Bill Buckner, aka Billy Buck, was such a stalwart, spirited, enthusiastic and determined ball player. He had the misfortune of a miscue at the worst time — during a critical moment in a critical game of a world series. Many would come to view the ball trickling through his sore ankles as “the thrill of victory and the agony of defeat…” (Or the feet, in Buckner’s case, bad pun intended.)
Mr. Buckner passed away the other day at all of 69. He had something referred to as Lewy Body Dementia. It gradually deprived him of motor and mental function.
Once again it is through baseball that we have this poignancy. Such a gritty, tenacious player, and yet he was eventually deprived of his agility and acuity. Truth be told, baseball is life itself. For me, and perhaps for you as well, the big screen is a baseball diamond. Simon and Garfunkle said “it’s all happening at the zoo.” I respectfully disagree: It’s all happening at the ball park, I do believe it’s true.

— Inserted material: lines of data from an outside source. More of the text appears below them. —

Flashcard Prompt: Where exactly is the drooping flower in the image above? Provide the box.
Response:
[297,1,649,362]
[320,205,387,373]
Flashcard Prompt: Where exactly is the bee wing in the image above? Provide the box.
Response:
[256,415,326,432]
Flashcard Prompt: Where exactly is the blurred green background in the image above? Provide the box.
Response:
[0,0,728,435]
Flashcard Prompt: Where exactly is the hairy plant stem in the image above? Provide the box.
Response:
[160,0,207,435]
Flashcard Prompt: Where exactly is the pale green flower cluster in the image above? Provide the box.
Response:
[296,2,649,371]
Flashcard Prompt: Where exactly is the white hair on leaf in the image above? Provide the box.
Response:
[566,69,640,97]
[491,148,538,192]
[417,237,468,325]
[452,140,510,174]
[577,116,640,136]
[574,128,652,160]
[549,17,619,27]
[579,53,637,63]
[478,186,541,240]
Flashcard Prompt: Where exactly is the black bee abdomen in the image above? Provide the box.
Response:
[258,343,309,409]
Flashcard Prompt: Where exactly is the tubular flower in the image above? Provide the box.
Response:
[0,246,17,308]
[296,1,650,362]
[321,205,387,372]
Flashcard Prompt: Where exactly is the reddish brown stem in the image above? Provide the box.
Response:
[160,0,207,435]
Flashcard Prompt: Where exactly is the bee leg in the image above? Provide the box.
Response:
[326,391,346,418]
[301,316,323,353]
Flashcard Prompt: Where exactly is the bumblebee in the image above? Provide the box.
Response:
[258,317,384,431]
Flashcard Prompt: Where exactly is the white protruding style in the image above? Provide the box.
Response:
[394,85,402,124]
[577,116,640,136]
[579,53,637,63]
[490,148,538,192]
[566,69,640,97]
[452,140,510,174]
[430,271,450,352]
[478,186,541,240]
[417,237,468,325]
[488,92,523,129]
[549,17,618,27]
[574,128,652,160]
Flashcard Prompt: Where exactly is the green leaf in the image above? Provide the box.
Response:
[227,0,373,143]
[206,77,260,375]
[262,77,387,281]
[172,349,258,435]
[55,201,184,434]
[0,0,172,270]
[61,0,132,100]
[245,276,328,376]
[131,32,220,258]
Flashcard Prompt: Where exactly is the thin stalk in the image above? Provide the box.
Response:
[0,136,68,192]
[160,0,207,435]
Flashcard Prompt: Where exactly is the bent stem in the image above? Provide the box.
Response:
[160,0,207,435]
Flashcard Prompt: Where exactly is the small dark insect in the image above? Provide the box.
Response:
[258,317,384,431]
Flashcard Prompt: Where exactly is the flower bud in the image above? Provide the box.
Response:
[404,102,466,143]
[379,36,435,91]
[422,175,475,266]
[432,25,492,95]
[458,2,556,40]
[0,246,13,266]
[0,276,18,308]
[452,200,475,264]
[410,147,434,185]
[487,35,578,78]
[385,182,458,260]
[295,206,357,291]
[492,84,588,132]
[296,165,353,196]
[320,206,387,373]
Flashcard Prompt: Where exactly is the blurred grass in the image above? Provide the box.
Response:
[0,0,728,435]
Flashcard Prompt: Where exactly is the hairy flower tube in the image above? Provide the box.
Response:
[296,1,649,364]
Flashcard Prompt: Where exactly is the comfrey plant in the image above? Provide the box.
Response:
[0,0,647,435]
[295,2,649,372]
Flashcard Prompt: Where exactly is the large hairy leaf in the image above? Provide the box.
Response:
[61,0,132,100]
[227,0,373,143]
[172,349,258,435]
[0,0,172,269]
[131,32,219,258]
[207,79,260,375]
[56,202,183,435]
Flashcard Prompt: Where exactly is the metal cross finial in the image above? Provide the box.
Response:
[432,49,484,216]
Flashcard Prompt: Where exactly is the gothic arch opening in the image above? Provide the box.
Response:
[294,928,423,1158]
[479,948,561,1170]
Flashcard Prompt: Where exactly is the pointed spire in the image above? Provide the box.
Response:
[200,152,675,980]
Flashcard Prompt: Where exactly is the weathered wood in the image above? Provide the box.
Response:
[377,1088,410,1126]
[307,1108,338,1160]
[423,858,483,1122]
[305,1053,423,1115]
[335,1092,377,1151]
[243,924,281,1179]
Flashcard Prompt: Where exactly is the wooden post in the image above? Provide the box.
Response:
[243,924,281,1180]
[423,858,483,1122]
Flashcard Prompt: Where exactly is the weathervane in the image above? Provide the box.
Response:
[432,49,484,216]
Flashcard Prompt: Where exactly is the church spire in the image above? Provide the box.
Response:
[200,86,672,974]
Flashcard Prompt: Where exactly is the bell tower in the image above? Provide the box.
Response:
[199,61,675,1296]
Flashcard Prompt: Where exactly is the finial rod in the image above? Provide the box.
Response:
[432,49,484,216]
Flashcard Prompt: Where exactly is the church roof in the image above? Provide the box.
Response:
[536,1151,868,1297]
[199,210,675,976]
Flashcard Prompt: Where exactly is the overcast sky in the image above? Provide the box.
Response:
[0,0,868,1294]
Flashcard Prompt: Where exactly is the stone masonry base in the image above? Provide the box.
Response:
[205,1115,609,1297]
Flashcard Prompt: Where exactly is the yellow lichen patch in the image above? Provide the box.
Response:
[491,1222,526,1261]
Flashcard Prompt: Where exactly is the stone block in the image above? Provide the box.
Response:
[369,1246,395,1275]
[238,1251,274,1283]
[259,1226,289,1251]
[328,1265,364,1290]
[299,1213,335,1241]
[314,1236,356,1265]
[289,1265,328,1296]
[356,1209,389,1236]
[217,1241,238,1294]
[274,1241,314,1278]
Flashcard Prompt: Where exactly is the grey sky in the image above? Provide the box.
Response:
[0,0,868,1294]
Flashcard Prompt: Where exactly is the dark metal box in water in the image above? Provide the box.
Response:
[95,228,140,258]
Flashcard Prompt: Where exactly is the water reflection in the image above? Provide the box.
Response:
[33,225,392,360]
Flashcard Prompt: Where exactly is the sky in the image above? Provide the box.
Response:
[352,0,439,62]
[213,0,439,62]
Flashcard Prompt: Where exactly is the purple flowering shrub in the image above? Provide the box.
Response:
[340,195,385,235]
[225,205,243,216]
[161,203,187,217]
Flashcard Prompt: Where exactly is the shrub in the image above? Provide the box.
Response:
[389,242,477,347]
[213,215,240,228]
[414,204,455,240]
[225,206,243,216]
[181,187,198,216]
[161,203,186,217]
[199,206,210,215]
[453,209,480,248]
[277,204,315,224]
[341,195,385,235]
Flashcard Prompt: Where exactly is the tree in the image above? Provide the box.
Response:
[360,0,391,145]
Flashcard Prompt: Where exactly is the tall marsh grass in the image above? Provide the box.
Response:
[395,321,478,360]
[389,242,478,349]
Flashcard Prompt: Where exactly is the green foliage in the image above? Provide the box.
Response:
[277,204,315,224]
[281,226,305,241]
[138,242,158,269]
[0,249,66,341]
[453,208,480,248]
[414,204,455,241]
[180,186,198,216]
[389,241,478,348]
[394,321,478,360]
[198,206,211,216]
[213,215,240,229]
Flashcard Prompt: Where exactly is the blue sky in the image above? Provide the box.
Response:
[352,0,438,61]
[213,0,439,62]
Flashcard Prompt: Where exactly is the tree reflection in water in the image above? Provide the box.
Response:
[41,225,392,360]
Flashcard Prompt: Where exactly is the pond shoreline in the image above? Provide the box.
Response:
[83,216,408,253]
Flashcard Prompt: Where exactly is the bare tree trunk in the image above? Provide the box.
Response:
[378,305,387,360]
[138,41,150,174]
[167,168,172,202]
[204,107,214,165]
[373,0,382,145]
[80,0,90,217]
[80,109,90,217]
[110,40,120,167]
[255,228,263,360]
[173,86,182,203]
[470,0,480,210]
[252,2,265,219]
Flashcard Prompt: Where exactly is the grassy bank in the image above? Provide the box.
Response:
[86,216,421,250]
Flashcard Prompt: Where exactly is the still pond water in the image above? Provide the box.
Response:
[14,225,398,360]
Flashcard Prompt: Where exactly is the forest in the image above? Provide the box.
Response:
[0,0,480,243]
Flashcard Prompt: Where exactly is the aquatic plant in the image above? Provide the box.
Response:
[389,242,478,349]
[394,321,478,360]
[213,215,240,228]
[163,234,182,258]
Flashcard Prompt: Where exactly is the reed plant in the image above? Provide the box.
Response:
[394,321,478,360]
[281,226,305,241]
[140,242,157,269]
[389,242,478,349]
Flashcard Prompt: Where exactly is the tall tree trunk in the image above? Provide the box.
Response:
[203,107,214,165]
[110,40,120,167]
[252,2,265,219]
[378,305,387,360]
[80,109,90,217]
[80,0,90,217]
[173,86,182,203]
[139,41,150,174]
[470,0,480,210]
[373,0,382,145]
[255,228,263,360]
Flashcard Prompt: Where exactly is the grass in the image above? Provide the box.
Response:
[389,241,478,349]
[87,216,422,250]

R.I.P. Billy Buckner, and thank you for the way you played, and your great talent. Over 2,700 hits in 20 seasons. You brought i!
Indeed, several years ago the Boston Red Sox fans stood and applauded you for over two minutes, after you threw out the ceremonial first pitch. They knew. We all do. You were and are exemplary. You taught us poise and mercy. Baseball is life. You lived yours well. Time to slide home and rest Billy.